The way in which the affected Indians reacted to India's inability to get them back quickly was ominous. In case the virus persists even after the present lockdown, the pressure to bring our people back will become a Herculean task. India naturally will have to move mountains to bring them back from the Middle East and the United States, where the situation is deteriorating. One shudders to think of the great humanitarian crisis it will create if Indians were to come back from the far corners of the globe.
An unfortunate aspect of COVID-19 is that it is seen as an imported disease. Most cases were associated with the Indians and foreigners who arrived soon after the onset of the tragedy. Some of them went around socializing in their communities without knowing that they were carriers of the virus. Some even deliberately did not disclose that they had recently come back from infected areas. Even now, most infections are traced to the returnees. Each day, when the Kerala Chief Minister reports elaborately on the state of COVID-19, he mentions Gulf returnees as the source of new infections. Though these are facts, some are offended by this characterization.
The Indians abroad, at least the Indian nationals, have every right to come back and India has every obligation to take them back. Mother India will definitely fulfil all its obligations to her children abroad. The position taken by most countries in the world that everyone must stay wherever they are till the virus subsides will have to be respected. This is particularly important for doctors, nurses and health workers, who will be required even after the situation stabilises.
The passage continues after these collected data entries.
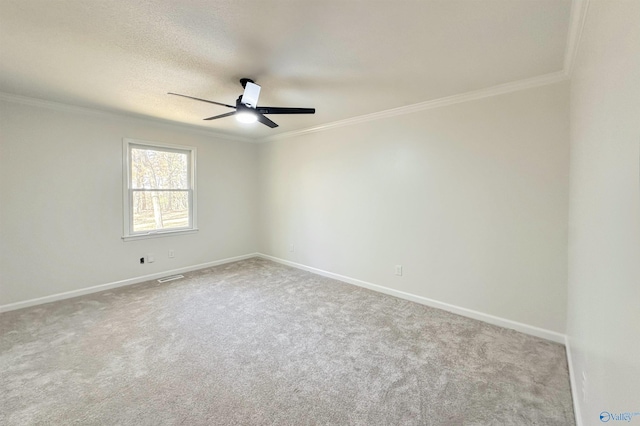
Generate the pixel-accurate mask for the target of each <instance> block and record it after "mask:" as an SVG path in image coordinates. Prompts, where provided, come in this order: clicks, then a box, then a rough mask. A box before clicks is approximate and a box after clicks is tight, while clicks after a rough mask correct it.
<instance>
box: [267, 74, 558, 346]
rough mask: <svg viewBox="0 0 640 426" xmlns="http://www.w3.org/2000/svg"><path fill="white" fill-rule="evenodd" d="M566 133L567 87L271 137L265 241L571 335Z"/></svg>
mask: <svg viewBox="0 0 640 426" xmlns="http://www.w3.org/2000/svg"><path fill="white" fill-rule="evenodd" d="M568 129H569V124H568V85H567V83H566V82H564V83H559V84H554V85H549V86H544V87H539V88H535V89H529V90H524V91H520V92H515V93H510V94H506V95H500V96H494V97H491V98H486V99H482V100H477V101H472V102H466V103H462V104H457V105H452V106H447V107H443V108H438V109H431V110H426V111H422V112H417V113H413V114H409V115H404V116H399V117H391V118H387V119H382V120H377V121H372V122H368V123H362V124H357V125H352V126H348V127H343V128H338V129H333V130H327V131H323V132H319V133H312V134H308V135H304V136H298V137H295V138H290V139H283V140H280V141H275V142H269V143H267V144H264V145H263V146H261V154H260V163H261V174H260V194H261V200H260V205H261V209H262V210H261V219H262V222H261V230H262V238H261V245H260V249H261V251H262V252H263V253H265V254H268V255H271V256H275V257H278V258H282V259H286V260H290V261H293V262H297V263H301V264H304V265H307V266H311V267H314V268H319V269H322V270H325V271H329V272H332V273H336V274H340V275H344V276H348V277H351V278H355V279H359V280H363V281H366V282H369V283H373V284H377V285H381V286H385V287H387V288H391V289H394V290H398V291H402V292H407V293H410V294H413V295H418V296H422V297H426V298H430V299H435V300H437V301H440V302H445V303H449V304H453V305H457V306H459V307H463V308H467V309H472V310H475V311H480V312H482V313H486V314H489V315H494V316H498V317H501V318H505V319H509V320H512V321H518V322H522V323H525V324H529V325H533V326H537V327H541V328H544V329H548V330H552V331H556V332H560V333H563V332H564V331H565V315H566V280H567V209H568V205H567V199H568V155H569V152H568V138H569V134H568V131H569V130H568ZM290 244H294V246H295V251H294V252H290V251H289V246H290ZM396 264H400V265H402V266H403V268H404V275H403V276H402V277H398V276H395V275H394V265H396Z"/></svg>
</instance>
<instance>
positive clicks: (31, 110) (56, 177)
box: [0, 101, 257, 305]
mask: <svg viewBox="0 0 640 426" xmlns="http://www.w3.org/2000/svg"><path fill="white" fill-rule="evenodd" d="M123 137H129V138H136V139H145V140H150V141H156V142H163V143H172V144H183V145H188V146H195V147H196V148H197V151H198V152H197V156H198V157H197V186H198V187H197V189H198V226H199V228H200V231H199V232H198V233H196V234H192V235H183V236H172V237H164V238H155V239H147V240H140V241H129V242H123V240H122V239H121V236H122V232H123V225H122V222H123V215H122V138H123ZM256 179H257V148H256V145H255V144H251V143H246V142H237V141H224V140H221V139H216V138H214V137H211V136H207V135H203V134H202V133H196V132H193V131H189V130H182V129H181V128H179V127H176V126H168V125H164V124H155V123H153V122H151V121H144V120H138V119H128V118H120V117H116V116H111V115H106V114H92V113H80V112H73V111H68V110H56V109H51V108H43V107H38V106H30V105H23V104H19V103H14V102H5V101H2V102H0V240H1V242H0V305H6V304H11V303H15V302H21V301H25V300H29V299H34V298H38V297H43V296H49V295H53V294H57V293H61V292H67V291H74V290H79V289H82V288H86V287H91V286H95V285H100V284H107V283H112V282H115V281H119V280H125V279H131V278H134V277H139V276H143V275H147V274H153V273H158V272H163V271H168V270H171V269H176V268H181V267H188V266H192V265H198V264H202V263H206V262H210V261H215V260H220V259H224V258H228V257H233V256H238V255H246V254H248V253H253V252H255V251H256V241H257V237H256V234H257V228H256V226H257V215H256V211H257V193H256V186H257V185H256V182H257V180H256ZM169 249H172V250H175V254H176V256H175V258H174V259H169V258H168V256H167V251H168V250H169ZM146 253H154V254H155V255H156V262H155V263H153V264H145V265H140V264H139V258H140V257H142V256H144V255H145V254H146Z"/></svg>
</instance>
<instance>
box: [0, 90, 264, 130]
mask: <svg viewBox="0 0 640 426" xmlns="http://www.w3.org/2000/svg"><path fill="white" fill-rule="evenodd" d="M0 101H5V102H10V103H17V104H21V105H28V106H33V107H39V108H47V109H52V110H55V111H63V112H71V113H76V114H83V115H91V116H94V117H109V118H117V119H121V120H136V121H139V122H143V123H152V124H154V125H160V126H163V127H167V128H170V129H176V130H181V131H187V132H190V133H195V134H199V135H202V136H208V137H216V138H220V139H224V140H232V141H237V142H249V143H256V142H258V141H259V139H251V138H246V137H242V136H236V135H229V134H226V133H219V132H216V131H213V130H205V129H202V128H200V127H196V126H190V125H188V124H182V123H176V122H174V121H169V120H164V119H161V118H154V117H147V116H143V115H138V114H134V113H128V114H125V113H117V112H111V111H104V110H99V109H94V108H87V107H81V106H77V105H70V104H65V103H62V102H55V101H47V100H44V99H38V98H31V97H28V96H21V95H14V94H12V93H5V92H0Z"/></svg>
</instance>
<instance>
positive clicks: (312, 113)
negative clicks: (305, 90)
mask: <svg viewBox="0 0 640 426" xmlns="http://www.w3.org/2000/svg"><path fill="white" fill-rule="evenodd" d="M256 111H258V112H259V113H261V114H315V113H316V109H315V108H286V107H256Z"/></svg>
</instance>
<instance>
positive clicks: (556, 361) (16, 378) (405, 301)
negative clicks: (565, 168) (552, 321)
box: [0, 258, 575, 426]
mask: <svg viewBox="0 0 640 426" xmlns="http://www.w3.org/2000/svg"><path fill="white" fill-rule="evenodd" d="M0 391H1V394H0V424H3V425H27V424H29V425H30V424H56V425H62V424H83V425H84V424H87V425H102V424H122V425H133V424H135V425H165V424H166V425H181V424H184V425H562V426H565V425H573V424H575V423H574V418H573V410H572V402H571V391H570V387H569V377H568V372H567V364H566V358H565V351H564V347H563V346H561V345H559V344H556V343H553V342H549V341H546V340H543V339H538V338H535V337H531V336H528V335H525V334H521V333H518V332H515V331H512V330H507V329H504V328H500V327H496V326H492V325H489V324H486V323H483V322H480V321H475V320H472V319H468V318H465V317H461V316H458V315H454V314H451V313H448V312H445V311H441V310H438V309H433V308H429V307H426V306H423V305H419V304H416V303H412V302H409V301H405V300H401V299H397V298H394V297H391V296H387V295H384V294H380V293H376V292H373V291H369V290H366V289H362V288H359V287H356V286H352V285H349V284H344V283H341V282H338V281H335V280H331V279H328V278H325V277H321V276H318V275H314V274H311V273H308V272H305V271H301V270H298V269H294V268H289V267H287V266H283V265H280V264H277V263H274V262H271V261H267V260H264V259H259V258H254V259H249V260H244V261H241V262H236V263H232V264H227V265H222V266H218V267H214V268H208V269H203V270H199V271H194V272H191V273H188V274H185V278H184V279H182V280H179V281H172V282H168V283H165V284H160V283H157V282H156V281H153V282H147V283H142V284H138V285H134V286H128V287H122V288H119V289H116V290H110V291H106V292H102V293H95V294H91V295H87V296H82V297H78V298H74V299H68V300H64V301H59V302H54V303H49V304H46V305H40V306H34V307H30V308H26V309H21V310H18V311H13V312H7V313H3V314H0Z"/></svg>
We are already hearing about India’s neglect and apathy for the plight of the Indian diaspora. But nobody can manage the biggest movement of people across the globe if everyone insists on returning at the same time. It may be fair to the host countries and India if migrant workers continue to work diligently and receive proper compensation and respect in the countries they are in. They should never face the kind of problems that migrant workers in different states of India are facing today.
India should negotiate with the countries concerned to provide the Indian workers good medical treatment and other facilities. If their salary is maintained and they are given better living conditions, many of them may choose to stay back in the countries concerned. If a mad rush to come home begins, the issues will be too complex to comprehend and tackle. The situation should be monitored and contingency plans made to avert a crisis.